Reaction Rebalancing: A Novel Approach to Curating Reaction Databases

Purpose: Reaction databases are a key resource for a wide variety of applications in computational chemistry and biochemistry, including Computer-aided Synthesis Planning (CASP) and the large-scale analysis of metabolic networks. The full potential of these resources can only be realized if datasets are accurate and complete. Missing co-reactants and co-products, i.e., unbalanced reactions, however, are the rule rather than the exception. The curation and correction of such incomplete entries is thus an urgent need.
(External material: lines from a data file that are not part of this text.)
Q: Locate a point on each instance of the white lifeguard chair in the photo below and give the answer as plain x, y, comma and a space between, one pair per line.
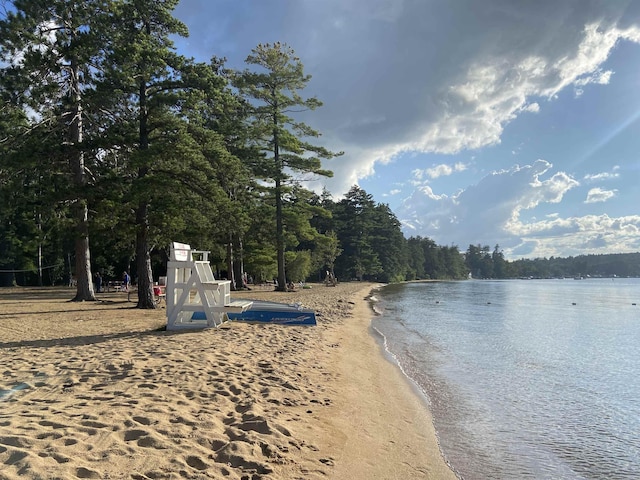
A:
195, 299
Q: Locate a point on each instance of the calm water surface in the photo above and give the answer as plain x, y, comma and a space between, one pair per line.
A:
525, 379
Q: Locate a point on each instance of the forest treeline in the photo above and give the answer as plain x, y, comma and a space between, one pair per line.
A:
112, 145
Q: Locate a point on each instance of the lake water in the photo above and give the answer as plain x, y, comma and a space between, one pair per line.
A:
525, 379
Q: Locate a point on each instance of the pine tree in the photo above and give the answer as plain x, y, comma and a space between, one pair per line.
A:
273, 92
50, 48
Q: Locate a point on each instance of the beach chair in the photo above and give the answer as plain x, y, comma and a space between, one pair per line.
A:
195, 299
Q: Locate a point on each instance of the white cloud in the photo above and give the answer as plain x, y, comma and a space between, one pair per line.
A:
597, 195
491, 208
441, 170
594, 177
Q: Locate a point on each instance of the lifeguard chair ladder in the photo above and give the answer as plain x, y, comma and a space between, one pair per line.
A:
192, 288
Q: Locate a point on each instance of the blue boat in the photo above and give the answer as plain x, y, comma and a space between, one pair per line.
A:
270, 313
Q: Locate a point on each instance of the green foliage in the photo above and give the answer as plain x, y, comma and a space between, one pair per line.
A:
270, 93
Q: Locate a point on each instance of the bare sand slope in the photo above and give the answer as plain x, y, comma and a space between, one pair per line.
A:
99, 390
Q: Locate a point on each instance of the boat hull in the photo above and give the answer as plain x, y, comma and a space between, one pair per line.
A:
270, 313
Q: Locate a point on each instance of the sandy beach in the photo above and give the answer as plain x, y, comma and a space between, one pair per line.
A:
100, 390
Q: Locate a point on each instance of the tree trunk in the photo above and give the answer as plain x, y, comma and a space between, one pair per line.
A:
238, 270
84, 285
230, 262
282, 277
143, 261
143, 256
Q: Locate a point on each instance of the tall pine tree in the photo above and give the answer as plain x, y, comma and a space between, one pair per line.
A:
273, 91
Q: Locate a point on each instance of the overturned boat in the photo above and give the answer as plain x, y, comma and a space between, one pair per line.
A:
270, 313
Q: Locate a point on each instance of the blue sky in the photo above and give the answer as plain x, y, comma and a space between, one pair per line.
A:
493, 122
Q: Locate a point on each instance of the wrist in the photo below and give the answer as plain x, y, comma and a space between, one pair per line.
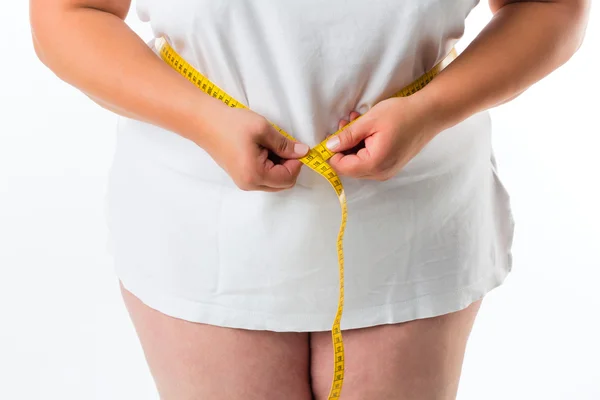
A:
202, 115
434, 110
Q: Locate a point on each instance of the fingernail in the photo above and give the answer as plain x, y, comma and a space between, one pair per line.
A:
300, 148
333, 143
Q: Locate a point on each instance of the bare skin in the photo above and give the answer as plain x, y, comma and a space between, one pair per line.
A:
417, 360
422, 359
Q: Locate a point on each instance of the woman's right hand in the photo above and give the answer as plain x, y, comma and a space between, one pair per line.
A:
251, 151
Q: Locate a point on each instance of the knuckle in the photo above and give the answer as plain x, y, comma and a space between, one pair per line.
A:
246, 181
282, 144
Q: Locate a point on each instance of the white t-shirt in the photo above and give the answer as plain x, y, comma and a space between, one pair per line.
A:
187, 242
Methods: The SynRBL framework addresses this issue with a dual-strategy: a rule-based method for non-carbon compounds, using atomic symbols and counts for prediction, alongside a Maximum Common Subgraph (MCS)-based technique for carbon compounds, aimed at aligning reactants and products to infer missing entities. Results: The rule-based method exceeded 99% accuracy, while MCS-based accuracy varied from 81.19% to 99.33%, depending on reaction properties. Furthermore, an applicability domain and a machine learning scoring function were devised to quantify prediction confidence. The overall efficacy of this framework was delineated through its success rate and accuracy metrics, which spanned from 89.83% to 99.75% and 90.85% to 99.05%, respectively. Conclusion: The SynRBL framework offers a novel solution for recalibrating chemical reactions, significantly enhancing reaction completeness. With rigorous validation, it achieved groundbreaking accuracy in reaction prediction. This sets the stage for future improvement in particular of atom-atom mapping techniques as well as of downstream tasks such as automated synthesis planning.